VIALONE NANO RICE - Gluten Free

10# Bag | $50.43 |
VIALONE NANO RICE - Gluten Free
VIA-10
Description:
Temporarily Unavailable... Vialone Nano is a specialty, semifino, Italian white rice. Vialone Nano is known as one of the best choices for use when preparing risotto because of its extremely creamy consistency. The kernels are shorter and more plump than Carnaroli Rice giving this rice the ability to absorb more liquid and producing a creamier texture or style of risotto called the All’onda or“wavy texture”. Although creamy in texture, the rice kernels hold their shape well.
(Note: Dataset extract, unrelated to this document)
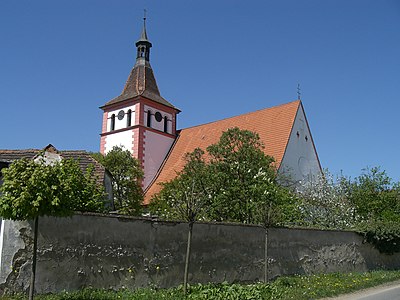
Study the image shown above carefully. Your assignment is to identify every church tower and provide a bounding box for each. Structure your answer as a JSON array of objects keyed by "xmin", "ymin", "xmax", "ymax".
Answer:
[{"xmin": 100, "ymin": 17, "xmax": 180, "ymax": 189}]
Vialone Nano has a high starch content which contributes to the silky texture of the rice so it’s important not to rinse the rice before or after cooking. A Japonica variety, Vialone Nano was first developed in 1937 by crossing the Vialone strain with the Nano. It is considered by many to be the premier risotto rice produced in Italy and is the only European rice with its own IGP quality designation. It is highly treasured in the Veneto region (the region including Venice) as Carnaroli Rice is in Piemonte.
Ingredient Statement: Rice.
Vialone Nano has a great capacity for absorption and expansion when cooking, yielding a creamier risotto that flows, loose enough to produce a “all’onda (wavy) texture. The risotto is rich and creamy, yet individual grains should be apparent. When makking risotto it should not have excess fluid around the perimeter.
Recommended Preparation Instructions:
The rice is first cooked briefly in a soffritto of onion or garlic and butter or olive oil (coats each grain in a film of fat).
White or red wine is then added until evaporated. Raise heat to medium high and gradually add very hot stock in small amounts while stirring almost constantly. Take off the heat and stir in diced cold butter and finely grated Parmigiano-Reggiano cheese.
Mushrooms, spinach or peas may be added.